Initialize the PeakAlignIntensityArea analyzer with default parameters.

run(csv_files, mz_min=None, mz_max=None)[source]

Process CSV files and perform peak detection, alignment, and quantification.

Parameters:
  • csv_files (list of str) – List of paths to normalized spectrum CSV files. Each CSV should have columns: ‘channel’, ‘mz’, ‘intensity’

  • mz_min (float or None, optional) – Minimum m/z value to consider for peak detection. If None, use full range.

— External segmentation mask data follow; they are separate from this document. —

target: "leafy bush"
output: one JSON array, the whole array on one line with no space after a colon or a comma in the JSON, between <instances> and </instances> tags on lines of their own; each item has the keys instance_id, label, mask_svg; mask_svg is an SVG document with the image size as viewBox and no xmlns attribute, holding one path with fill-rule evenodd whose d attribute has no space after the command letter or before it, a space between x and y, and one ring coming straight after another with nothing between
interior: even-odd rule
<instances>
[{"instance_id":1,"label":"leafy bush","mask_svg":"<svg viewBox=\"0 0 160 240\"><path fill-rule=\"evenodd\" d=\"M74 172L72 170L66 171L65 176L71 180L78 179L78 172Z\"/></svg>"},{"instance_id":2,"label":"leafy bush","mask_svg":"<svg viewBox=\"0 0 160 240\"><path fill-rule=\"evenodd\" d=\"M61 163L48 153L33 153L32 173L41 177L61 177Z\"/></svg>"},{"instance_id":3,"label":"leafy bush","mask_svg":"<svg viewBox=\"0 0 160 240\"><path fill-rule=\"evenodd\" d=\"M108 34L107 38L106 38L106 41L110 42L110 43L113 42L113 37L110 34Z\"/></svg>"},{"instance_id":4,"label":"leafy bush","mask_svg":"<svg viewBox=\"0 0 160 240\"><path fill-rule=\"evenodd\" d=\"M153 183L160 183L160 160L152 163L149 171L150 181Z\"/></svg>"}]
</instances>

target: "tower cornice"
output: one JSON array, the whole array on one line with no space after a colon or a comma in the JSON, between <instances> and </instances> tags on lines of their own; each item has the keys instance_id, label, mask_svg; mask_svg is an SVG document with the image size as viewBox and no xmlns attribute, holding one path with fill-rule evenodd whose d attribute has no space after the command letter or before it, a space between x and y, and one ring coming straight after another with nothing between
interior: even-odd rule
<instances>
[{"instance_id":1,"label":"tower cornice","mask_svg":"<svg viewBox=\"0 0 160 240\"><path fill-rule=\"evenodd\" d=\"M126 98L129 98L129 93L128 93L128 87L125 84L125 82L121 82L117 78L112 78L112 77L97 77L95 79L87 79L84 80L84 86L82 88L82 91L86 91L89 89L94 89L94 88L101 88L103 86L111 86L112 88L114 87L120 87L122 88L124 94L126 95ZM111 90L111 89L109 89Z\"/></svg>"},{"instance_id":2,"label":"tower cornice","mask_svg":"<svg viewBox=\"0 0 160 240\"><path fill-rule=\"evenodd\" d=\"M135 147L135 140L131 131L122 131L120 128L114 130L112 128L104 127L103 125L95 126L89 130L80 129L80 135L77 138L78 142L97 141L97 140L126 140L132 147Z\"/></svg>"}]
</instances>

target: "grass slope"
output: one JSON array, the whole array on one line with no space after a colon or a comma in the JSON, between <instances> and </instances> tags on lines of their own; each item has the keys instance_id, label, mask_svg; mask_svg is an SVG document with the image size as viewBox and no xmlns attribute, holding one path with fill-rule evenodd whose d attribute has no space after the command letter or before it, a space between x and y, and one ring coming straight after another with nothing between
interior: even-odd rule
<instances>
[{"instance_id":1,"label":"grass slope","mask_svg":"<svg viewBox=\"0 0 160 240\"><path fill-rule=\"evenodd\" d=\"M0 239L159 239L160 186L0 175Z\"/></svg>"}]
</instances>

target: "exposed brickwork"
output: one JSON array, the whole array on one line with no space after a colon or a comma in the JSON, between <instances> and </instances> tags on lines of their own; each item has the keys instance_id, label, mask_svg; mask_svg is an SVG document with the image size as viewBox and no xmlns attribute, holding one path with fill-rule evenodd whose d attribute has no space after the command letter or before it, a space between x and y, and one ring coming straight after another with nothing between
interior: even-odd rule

  • mz_max (float or None, optional) – Maximum m/z value to consider for peak detection. If None, use full range.

Returns:

  • intensity_table (pd.DataFrame) – DataFrame with samples as rows and aligned m/z values as columns, containing peak intensities (amplitudes). Missing peaks are filled with 0.

  • area_table (pd.DataFrame) – DataFrame with samples as rows and aligned m/z values as columns, containing peak areas. Missing peaks are filled with 0.

  • peaks_df (pd.DataFrame) – DataFrame containing all detected peaks with their properties before alignment.